Innovus identifies need for a better way
This increasing need for outsourced research certainly has helped drive the marketplace’s openness toward a more engaged health economics research partner. “In this economy, it is difficult to both manage head count and to hire. The i3 Innovus solution – which offers consultancy, expertise, the people to conduct the research, and a vision for incorporating all of the pieces of data into an overall plan – alleviates the burden for an overwhelmed, understaffed health economics unit within a pharmaceuticals company,” Thompson said.
i3 Innovus’ relationships with data technology innovator Ingenix and UnitedHealthCare, as well as its global acquisition of various health economics entities, put the company in a unique position to assume the partner role as a sole-source collaborator, according to Crown.

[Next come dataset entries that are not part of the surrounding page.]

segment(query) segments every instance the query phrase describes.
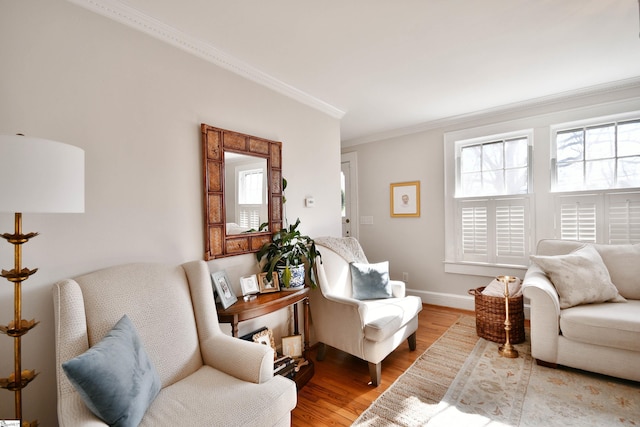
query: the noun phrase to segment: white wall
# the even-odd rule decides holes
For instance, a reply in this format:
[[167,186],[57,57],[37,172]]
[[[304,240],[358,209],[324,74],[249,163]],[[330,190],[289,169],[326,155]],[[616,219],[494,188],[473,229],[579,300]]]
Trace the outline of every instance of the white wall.
[[[25,419],[57,424],[55,281],[124,262],[202,259],[200,123],[282,141],[289,220],[300,217],[312,236],[339,235],[338,120],[62,0],[0,0],[0,58],[0,134],[66,142],[86,156],[84,214],[23,217],[24,231],[41,234],[23,248],[24,266],[39,268],[24,283],[23,317],[41,321],[22,340],[23,367],[40,372],[23,392]],[[13,215],[0,214],[0,230],[13,232]],[[0,266],[12,265],[2,240]],[[236,282],[256,263],[247,255],[210,268]],[[3,324],[12,307],[13,287],[0,283]],[[266,322],[282,335],[287,313],[241,333]],[[6,377],[12,345],[0,342]],[[13,393],[0,390],[0,419],[12,416]]]
[[[533,128],[534,168],[544,177],[549,169],[546,159],[550,125],[637,110],[640,110],[640,87],[636,86],[585,94],[526,110],[485,114],[446,127],[344,147],[343,153],[357,153],[359,215],[374,219],[373,225],[360,225],[359,229],[368,258],[372,262],[389,260],[393,278],[401,279],[403,272],[408,273],[409,293],[421,296],[425,303],[473,310],[474,301],[468,290],[486,286],[492,277],[445,273],[445,133],[468,137],[466,130],[474,128],[485,129],[485,135],[512,130],[513,126]],[[419,218],[390,216],[389,184],[405,181],[420,181]],[[534,189],[548,188],[548,184],[548,179],[537,180]],[[540,200],[536,209],[548,206],[548,201]],[[538,224],[536,228],[536,241],[554,237],[552,224]]]

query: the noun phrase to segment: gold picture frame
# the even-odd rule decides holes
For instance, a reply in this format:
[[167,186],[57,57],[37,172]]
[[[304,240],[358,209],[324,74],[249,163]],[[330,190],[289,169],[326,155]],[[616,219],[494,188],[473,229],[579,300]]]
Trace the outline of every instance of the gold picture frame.
[[268,292],[278,292],[280,290],[278,273],[274,271],[273,275],[271,276],[271,280],[267,280],[267,273],[258,274],[258,285],[260,286],[261,294],[266,294]]
[[263,329],[253,335],[253,342],[271,347],[276,352],[276,341],[273,339],[271,329]]
[[420,181],[390,184],[391,216],[394,218],[420,216]]

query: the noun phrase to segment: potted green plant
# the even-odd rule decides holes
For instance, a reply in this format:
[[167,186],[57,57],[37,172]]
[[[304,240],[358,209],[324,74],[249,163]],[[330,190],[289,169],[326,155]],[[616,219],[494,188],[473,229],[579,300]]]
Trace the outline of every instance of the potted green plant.
[[282,286],[286,289],[299,289],[304,286],[305,265],[308,270],[309,284],[317,286],[314,277],[314,266],[320,252],[309,236],[298,230],[300,219],[295,224],[285,227],[273,234],[271,242],[265,243],[256,253],[258,262],[265,259],[262,271],[271,277],[278,273]]

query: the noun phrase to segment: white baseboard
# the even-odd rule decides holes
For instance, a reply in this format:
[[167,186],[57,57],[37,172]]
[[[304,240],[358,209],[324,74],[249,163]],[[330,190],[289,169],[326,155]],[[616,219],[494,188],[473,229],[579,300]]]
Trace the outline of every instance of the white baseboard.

“I strongly believe that no other company in the industry has i3 Innovus' depth of scientific expertise, experience, global reach, and access to data,” he said. “Because of these characteristics, i3 Innovus is the perfect strategic partner for the industry’s health economics research.”
“I’m really excited to have the opportunity to work with Bill and our clients to implement and refine this new paradigm, Thompson added. In the 20 years I’ve been in this business, this is first time I’ve seen us have the chance to dramatically change the way we do things for the benefit of our clients and of ourselves. It’s a true ‘win-win’ scenario.”